Die hessischen Strafverfolgungsbehörden sind mit einem großangelegten Einsatz gegen Kindes- und Jugendmissbrauch sowie kinder- und jugendpornografische Inhalte vorgegangen. Vergangene Woche seien 68 Wohnungen durchsucht und Ermittlungen gegen 65 Beschuldigte eigeleitet worden, teilten die Generalstaatsanwaltschaft Frankfurt am Main und das Hessische Landeskriminalamt am Mittwoch in Wiesbaden mit.

Bei den Durchsuchungen hätten die Beamten mehr als 400 Datenträger sichergestellt, die nun ausgewertet und auf weitere Ermittlungsansätze geprüft würden. Die Beschuldigten – allesamt Männer – seien zwischen 14 und 72 Jahre alt. Ihnen werde überwiegend Herstellung, Besitz und Verbreitung von Kinder- und Jugendpornografie zur Last gelegt.
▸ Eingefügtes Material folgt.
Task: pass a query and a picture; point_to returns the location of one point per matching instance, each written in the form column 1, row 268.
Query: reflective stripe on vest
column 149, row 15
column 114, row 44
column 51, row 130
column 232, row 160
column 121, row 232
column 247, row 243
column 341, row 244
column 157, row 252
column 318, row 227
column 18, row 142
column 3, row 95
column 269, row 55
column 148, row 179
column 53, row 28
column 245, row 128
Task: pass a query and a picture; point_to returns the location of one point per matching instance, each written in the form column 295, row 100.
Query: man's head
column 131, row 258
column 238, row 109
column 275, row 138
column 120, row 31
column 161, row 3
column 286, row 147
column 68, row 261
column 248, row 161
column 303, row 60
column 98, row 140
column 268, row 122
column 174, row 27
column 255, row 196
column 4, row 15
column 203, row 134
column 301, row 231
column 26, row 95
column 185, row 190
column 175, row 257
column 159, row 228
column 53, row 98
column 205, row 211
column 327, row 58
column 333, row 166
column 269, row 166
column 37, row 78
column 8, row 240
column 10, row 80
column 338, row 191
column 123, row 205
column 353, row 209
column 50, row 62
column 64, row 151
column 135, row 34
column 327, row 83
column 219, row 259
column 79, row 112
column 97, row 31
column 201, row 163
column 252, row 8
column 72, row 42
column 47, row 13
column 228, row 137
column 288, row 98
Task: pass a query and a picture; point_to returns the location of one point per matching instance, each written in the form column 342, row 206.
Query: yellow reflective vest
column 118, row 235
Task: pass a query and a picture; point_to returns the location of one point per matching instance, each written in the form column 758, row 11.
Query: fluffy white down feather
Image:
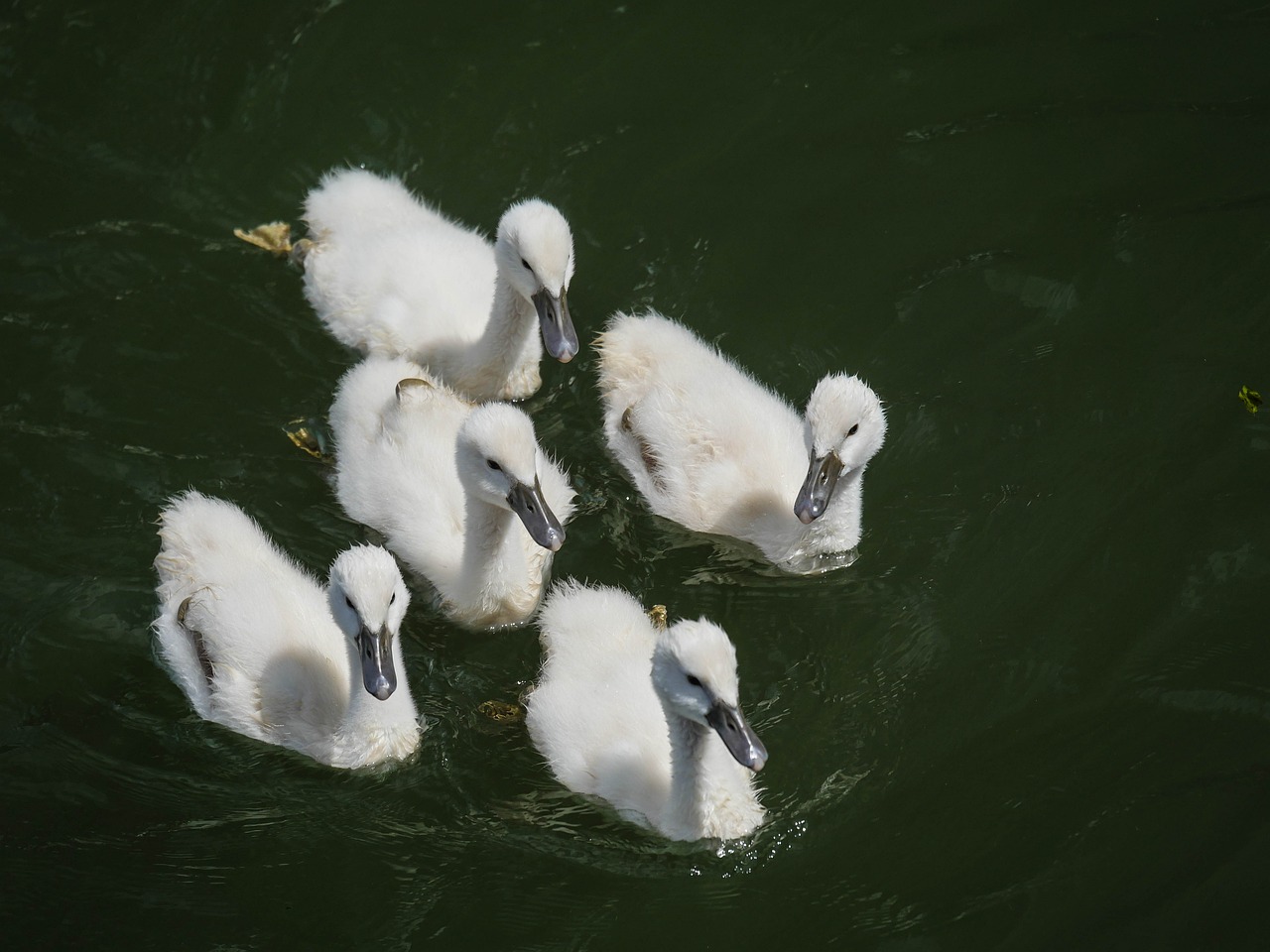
column 606, row 730
column 390, row 276
column 714, row 449
column 282, row 670
column 403, row 467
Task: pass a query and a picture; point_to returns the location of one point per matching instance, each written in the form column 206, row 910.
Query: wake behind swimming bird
column 390, row 276
column 261, row 648
column 714, row 449
column 461, row 492
column 648, row 720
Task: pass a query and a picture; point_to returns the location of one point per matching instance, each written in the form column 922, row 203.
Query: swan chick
column 259, row 647
column 461, row 492
column 714, row 449
column 390, row 276
column 645, row 719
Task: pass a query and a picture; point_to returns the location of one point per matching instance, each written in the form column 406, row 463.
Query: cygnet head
column 695, row 673
column 368, row 599
column 847, row 426
column 534, row 250
column 498, row 461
In 15 Fällen stehe zudem der Vorwurf des sexuellen Missbrauchs von Minderjährigen im Raum. Nach jetzigem Stand der Ermittlungen stünden die Beschuldigten untereinander nicht im Austausch. Zehn Beschuldigte seien im Anschluss an die Durchsuchung zur Vernehmung mit auf die nächstgelegene Dienststelle genommen und ein Haftbefehl vollstreckt worden.
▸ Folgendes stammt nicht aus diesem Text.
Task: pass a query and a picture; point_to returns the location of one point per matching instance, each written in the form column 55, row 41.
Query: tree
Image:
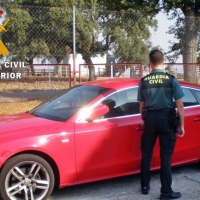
column 45, row 28
column 189, row 44
column 187, row 33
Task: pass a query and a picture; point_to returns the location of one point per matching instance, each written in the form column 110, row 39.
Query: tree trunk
column 88, row 60
column 190, row 46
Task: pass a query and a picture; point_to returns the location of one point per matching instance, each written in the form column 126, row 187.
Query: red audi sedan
column 87, row 133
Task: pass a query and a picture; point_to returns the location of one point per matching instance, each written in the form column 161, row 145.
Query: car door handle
column 139, row 128
column 197, row 119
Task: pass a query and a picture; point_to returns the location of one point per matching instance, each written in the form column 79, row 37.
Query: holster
column 174, row 119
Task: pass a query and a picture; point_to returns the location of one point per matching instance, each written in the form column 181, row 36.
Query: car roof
column 115, row 83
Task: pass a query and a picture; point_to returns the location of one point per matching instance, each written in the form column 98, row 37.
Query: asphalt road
column 186, row 179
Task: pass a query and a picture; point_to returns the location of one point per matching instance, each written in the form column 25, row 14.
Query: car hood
column 24, row 121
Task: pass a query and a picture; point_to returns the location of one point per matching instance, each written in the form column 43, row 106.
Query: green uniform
column 157, row 90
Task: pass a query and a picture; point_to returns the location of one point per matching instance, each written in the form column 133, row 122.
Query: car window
column 189, row 99
column 67, row 103
column 122, row 103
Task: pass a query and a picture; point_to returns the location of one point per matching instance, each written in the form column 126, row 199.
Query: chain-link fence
column 41, row 52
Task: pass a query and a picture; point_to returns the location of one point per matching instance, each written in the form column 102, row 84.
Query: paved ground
column 185, row 179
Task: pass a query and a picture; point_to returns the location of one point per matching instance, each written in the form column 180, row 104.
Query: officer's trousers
column 157, row 125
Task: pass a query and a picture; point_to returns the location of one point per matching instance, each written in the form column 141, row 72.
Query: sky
column 160, row 37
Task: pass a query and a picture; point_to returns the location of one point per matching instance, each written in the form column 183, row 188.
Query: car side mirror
column 97, row 112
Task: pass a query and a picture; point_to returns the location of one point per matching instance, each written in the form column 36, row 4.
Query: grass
column 12, row 107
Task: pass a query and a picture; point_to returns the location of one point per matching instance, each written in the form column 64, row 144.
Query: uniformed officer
column 155, row 94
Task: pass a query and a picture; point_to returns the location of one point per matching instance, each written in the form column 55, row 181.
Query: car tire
column 25, row 177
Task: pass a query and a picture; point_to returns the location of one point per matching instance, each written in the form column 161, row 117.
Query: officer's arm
column 141, row 106
column 180, row 108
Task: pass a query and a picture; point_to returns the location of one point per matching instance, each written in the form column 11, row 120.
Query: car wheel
column 26, row 177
Nach Angaben der Behörden fanden die Durchsuchungen in den Städten Darmstadt, Frankfurt am Main, Gießen, Hanau, Kassel, Wiesbaden und in 19 weiteren hessischen Landkreisen statt. Zusätzlich habe die Polizei eine Durchsuchungsmaßnahme in Rheinland-Pfalz und eine weitere in Nordrhein-Westfalen durchgeführt.